Le Président ivoirien, Alassane Ouattara, et le Président ghanéen, John Dramani Mahama, se sont réunis à Abidjan le mardi 16 juin 2026 dans le cadre du Sommet de Haut Niveau sur l'« Initiative Cacao » Côte d'Ivoire-Ghana. Les deux chefs d'État ont réaffirmé leur engagement à harmoniser leurs politiques agricoles pour stabiliser l'économie cacaoyère en Afrique de l'Ouest. Cette concertation stratégique vise à sécuriser les revenus des exploitants locaux face aux mutations économiques mondiales.
Pour la Côte d'Ivoire, cette filière représente un pilier de la stabilité sociale et du financement des infrastructures publiques. L'activité agricole soutient directement plusieurs millions d'habitants en milieu rural. Les discussions ont mis en relief l'importance d'une gestion commune pour atténuer les risques liés au marché international.
Lire aussi : Abidjan : Ouattara et Mahama renforcent la coopération bilatérale
L'alliance entre Abidjan et Accra constitue une force de négociation sur le plan mondial. La Côte d'Ivoire et le Ghana génèrent ensemble plus de 60 % de la production globale de fèves, tandis que le continent africain concentre près de 80 % des récoltes mondiales.

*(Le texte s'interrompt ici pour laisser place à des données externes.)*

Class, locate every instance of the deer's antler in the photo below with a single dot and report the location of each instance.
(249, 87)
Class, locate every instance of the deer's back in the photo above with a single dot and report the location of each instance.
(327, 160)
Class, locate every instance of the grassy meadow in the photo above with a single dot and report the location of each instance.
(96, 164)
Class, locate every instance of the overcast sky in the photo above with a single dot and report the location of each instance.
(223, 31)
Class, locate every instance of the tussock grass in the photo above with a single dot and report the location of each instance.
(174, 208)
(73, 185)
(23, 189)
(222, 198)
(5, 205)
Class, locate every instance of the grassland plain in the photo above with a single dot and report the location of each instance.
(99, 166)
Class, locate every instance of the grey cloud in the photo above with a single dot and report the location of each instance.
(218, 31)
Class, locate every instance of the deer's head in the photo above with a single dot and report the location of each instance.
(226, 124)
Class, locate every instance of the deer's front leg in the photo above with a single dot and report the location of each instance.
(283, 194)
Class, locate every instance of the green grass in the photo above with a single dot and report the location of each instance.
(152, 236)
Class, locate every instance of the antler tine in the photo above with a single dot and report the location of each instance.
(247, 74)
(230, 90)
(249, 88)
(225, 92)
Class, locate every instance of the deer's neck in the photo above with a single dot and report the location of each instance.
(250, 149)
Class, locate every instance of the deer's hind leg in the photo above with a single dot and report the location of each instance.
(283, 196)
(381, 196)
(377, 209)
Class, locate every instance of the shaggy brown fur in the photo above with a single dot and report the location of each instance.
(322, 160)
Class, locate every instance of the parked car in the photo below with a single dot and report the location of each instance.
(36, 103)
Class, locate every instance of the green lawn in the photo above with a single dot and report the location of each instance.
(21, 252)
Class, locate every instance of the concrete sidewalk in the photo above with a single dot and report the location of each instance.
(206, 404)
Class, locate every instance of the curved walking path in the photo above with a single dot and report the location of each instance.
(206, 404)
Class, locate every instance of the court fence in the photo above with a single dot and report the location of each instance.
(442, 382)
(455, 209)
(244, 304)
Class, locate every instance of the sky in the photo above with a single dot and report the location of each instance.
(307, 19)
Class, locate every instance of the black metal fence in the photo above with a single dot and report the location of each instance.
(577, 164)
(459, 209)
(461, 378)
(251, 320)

Cette position dominante pousse les deux pays à réclamer une meilleure représentativité dans les instances de régulation.
Les défis de la réglementation internationale du cacao
Les chefs d'État ont listé les obstacles immédiats de la filière, notamment la volatilité des cours sur les marchés boursiers et les dérèglements climatiques qui impactent les rendements. Les nouvelles exigences des pays importateurs en matière de traçabilité et de lutte contre la déforestation imposent une transformation des méthodes de production en Côte d'Ivoire et au Ghana.
Le projet à long terme prévoit la création d'une coalition élargie aux autres pays producteurs du continent africain. Cette structure aura pour mandat de défendre les intérêts des agriculteurs et d'imposer des normes de commercialisation plus équitables face aux acheteurs industriels occidentaux et asiatiques.